Вот вам и кукольность, вот и балаганность! На самом же деле А. Блоку удалось то, что, может быть, удалось у нас только автору «Слова о полку Игореве»: объять необъятное — тему России и ее судьбы в эпоху потрясений, народ и власть, преображение в трудную минуту и трагедийность существования, взятые в аспекте революционного апокалипсиса («мировой пожар в крови»). А. Блок создал вселенную в миниатюре, в двенадцать глав-ипостасей вместив то, что было, есть и будет. Он, по сути, сформулировал матрицу развития советской литературы на двадцать лет вперед. Не случайно поэт по окончании поэмы записал: «Сегодня я — гений». И то, что «Двенадцать» до сих пор «переводят»-интерпретируют, как и «Слово о полку Игореве» десятки и сотни профессиональных и самородных исследователей, подтверждает это.

 

II. РЕВОЛЮЦИЯ ВТОРАЯ. «ДВЕНАДЦАТЬ»

1. «Кружит белый нас буран…»

Советская литература и начиналась под знаменем «Двенадцати».

Как продолжение метельно-вьюжной тематики родился советский Борис Пильняк со своим «Голым годом». Вызывающий биологизм и натурализм романа немало обязан блоковской троице Петька – Катька – Ванька. «150 000 000» В. Маяковского явились, так сказать, числовым ответом евангельской цифре поэмы А. Блока.
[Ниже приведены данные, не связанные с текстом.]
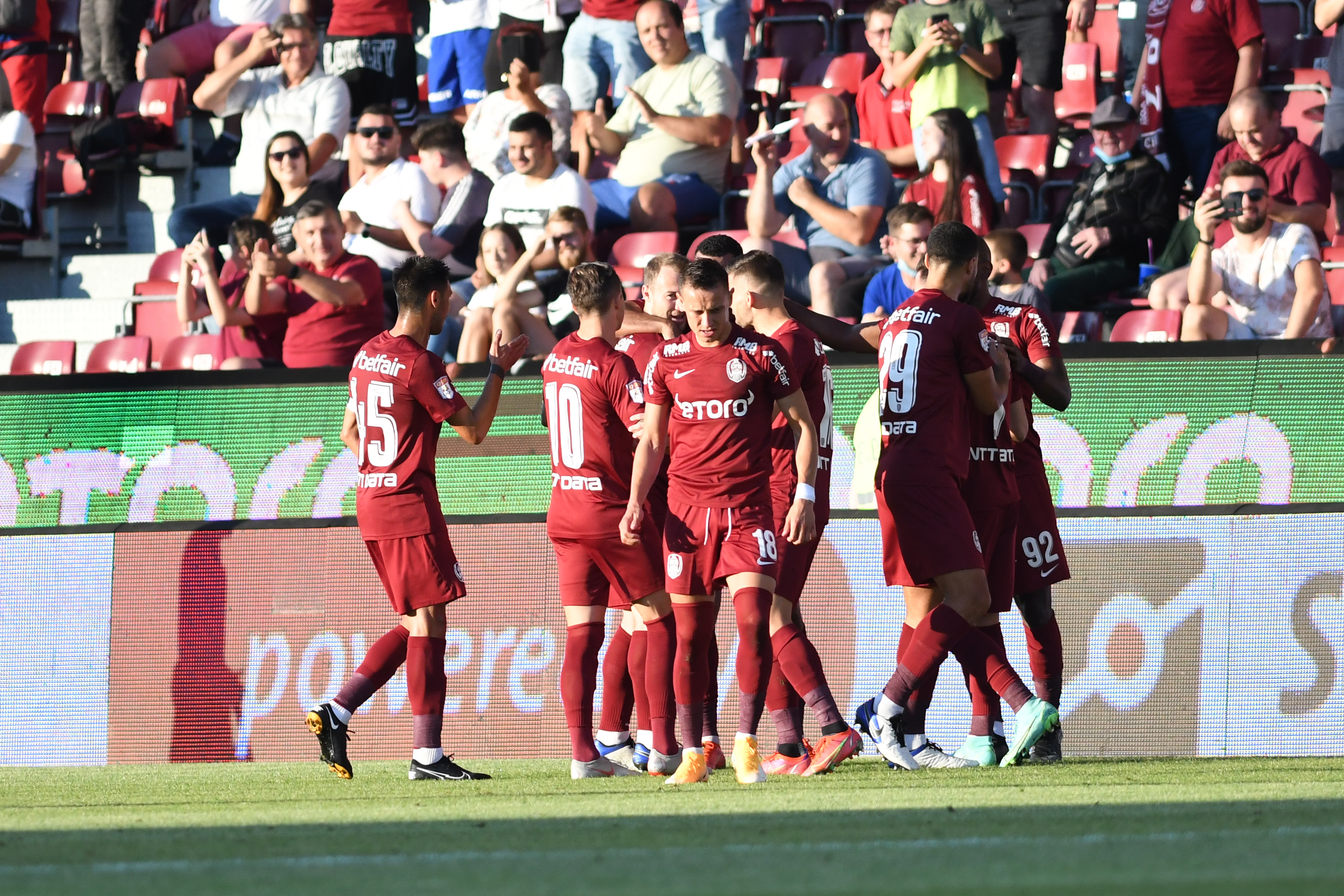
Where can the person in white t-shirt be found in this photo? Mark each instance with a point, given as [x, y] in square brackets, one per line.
[1266, 282]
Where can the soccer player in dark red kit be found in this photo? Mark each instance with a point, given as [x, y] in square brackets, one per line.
[796, 676]
[710, 398]
[936, 356]
[593, 398]
[399, 397]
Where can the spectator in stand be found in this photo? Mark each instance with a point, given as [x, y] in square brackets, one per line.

Вместе с романом Е. Замятина это дало мощный импульс фантастической составляющей ранней советской литературы. В романе «Мы» индивидуально оцифрованы уже десять тысяч жителей антиутопического города. Научно-философскую линию сакрального пути «рабочего народа» по городу-призраку развил Алексей Толстой в «Аэлите», запуская на Марс красноармейца Гусева, который руководит там революцией. Фантастико-мистическую линию «Двенадцати» продолжает М. Булгаков. Героем «Собачьего сердца» он делает «пса безродного» из блоковской поэмы. Его тоже зимой, только не на Святки, а на Рождество, превращают в человека. И делает это хирург с «божественной» фамилией Преображенский. И. Ильф и Е. Петров развили сатирико-балаганный подтекст «Двенадцати», прямо процитировав цифру поэмы в «Двенадцати стульях». Магическое число, правда, не могло не подействовать на юмористов одесской закваски: их Бендер, вставший во главе поиска двенадцати стульев, получил все полномочия Бога, включая мощный интеллект и организм. В том же 1927 году появился «Разгром» А. Фадеева, и последняя глава романа называлась «Девятнадцать»: столько бойцов, среди которых был один с блоковским именем Метелица, уцелело после разгрома отряда.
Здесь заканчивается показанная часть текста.